As you can see... Bailey is doing just fine....and quite take with our screensaver... :lol: :lol:


----------



## Sweetvegan74 (Jun 18, 2005)

Janice, where did you get that screensaver.  My cats would love it especially Tony and Tiger Lily. Cute picture BTW! :wink:


----------



## Lisa 216 (Oct 25, 2004)

Janice, this is too cute  

I'm going to move this to Meet My Kitty so everyone can see these adorable photos of Bailey :wink:


----------



## waiandchris (Jan 17, 2007)

How cute! It looks like he is operating the computer in the second photo. :wink


----------



## Nell (Apr 7, 2005)

thats so cute!

and I have that screen saver too!


----------



## morea (Feb 8, 2005)

how precious! :lol:


----------



## Sweetvegan74 (Jun 18, 2005)

I could not resist and bought the screensaver. Found it on ebay. Can't wait to try it out on the crew!


----------



## DesnBaby (Apr 18, 2004)

How cute


----------



## kitburger (Dec 27, 2006)

:lol: What a cutey! The look on his face in the second picture just cracked me up! :lol:


----------



## coaster (Dec 1, 2004)

I had a good laugh -- that second picture got me, too, but I hope your laptop screen doesn't get ruined from scratching. :lol:


----------



## Jet Green (Nov 28, 2005)

waiandchris said:


> How cute! It looks like he is operating the computer in the second photo. :wink


Too cute! But does he know that pressing the button will make the fish go away? :lol:


----------



## doodlebug (May 13, 2006)

Just too cute!


----------



## BrownBullhead (Nov 27, 2006)

As cute as it is, paw-ing the LCD is one of the few things our cat has received the "NO" command over.

I don't want my monitor scratched up, thank you very much.


----------



## Jeanie (Jun 18, 2003)

That is adorable!

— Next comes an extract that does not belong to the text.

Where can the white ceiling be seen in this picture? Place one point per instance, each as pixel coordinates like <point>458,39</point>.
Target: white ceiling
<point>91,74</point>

I should say, "those are adorable!" The kitten is a little dollbaby, and the screensaver is a delight! What is it called?


----------



## Janice (Jan 12, 2007)

Jeanie said:


> That is adorable! I should say, "those are adorable!" The kitten is a little dollbaby, and the screensaver is a delight! What is it called?

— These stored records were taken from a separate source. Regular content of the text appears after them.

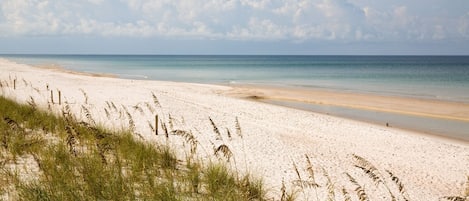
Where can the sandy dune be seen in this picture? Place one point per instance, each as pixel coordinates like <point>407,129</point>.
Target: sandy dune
<point>272,138</point>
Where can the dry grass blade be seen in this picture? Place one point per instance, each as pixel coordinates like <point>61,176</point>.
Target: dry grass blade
<point>310,169</point>
<point>466,190</point>
<point>296,171</point>
<point>108,115</point>
<point>238,128</point>
<point>131,120</point>
<point>149,107</point>
<point>84,95</point>
<point>399,184</point>
<point>330,186</point>
<point>215,129</point>
<point>284,191</point>
<point>139,109</point>
<point>346,195</point>
<point>114,106</point>
<point>455,198</point>
<point>188,136</point>
<point>170,122</point>
<point>12,123</point>
<point>369,169</point>
<point>155,100</point>
<point>165,129</point>
<point>88,115</point>
<point>358,188</point>
<point>71,139</point>
<point>228,133</point>
<point>225,150</point>
<point>151,126</point>
<point>32,103</point>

I just googled up free screensavers Jeanie and this was one of the choices so I downloaded it. :!:


----------



## whiteghost (Apr 24, 2005)

OH that is too cute!


----------



## Jeanie (Jun 18, 2003)

Janice said:


> I just googled up free screensavers Jeanie and this was one of the choices so I downloaded it.


Thanks, Janice!


----------



## BrownBullhead (Nov 27, 2006)

I'm always leary of those .scr downloads. If you have a good spyware / adware on-demand scanner application, and nothing came up during installation, then score a point for you.  However, I think I'll stick to my current screensaver... "shut off monitor after 20 minutes" feature in the control panel.


----------



## JessnVega (Feb 17, 2007)

Vega will do that exact same thing. She is always right in the computer when I'm typing (like now :roll: ) trying to get the mouse ( :lol:  ) and the letters as I'm typing. Sometimes I move the mouse to the other side of the screen just to see what I'm typing! :lol:


----------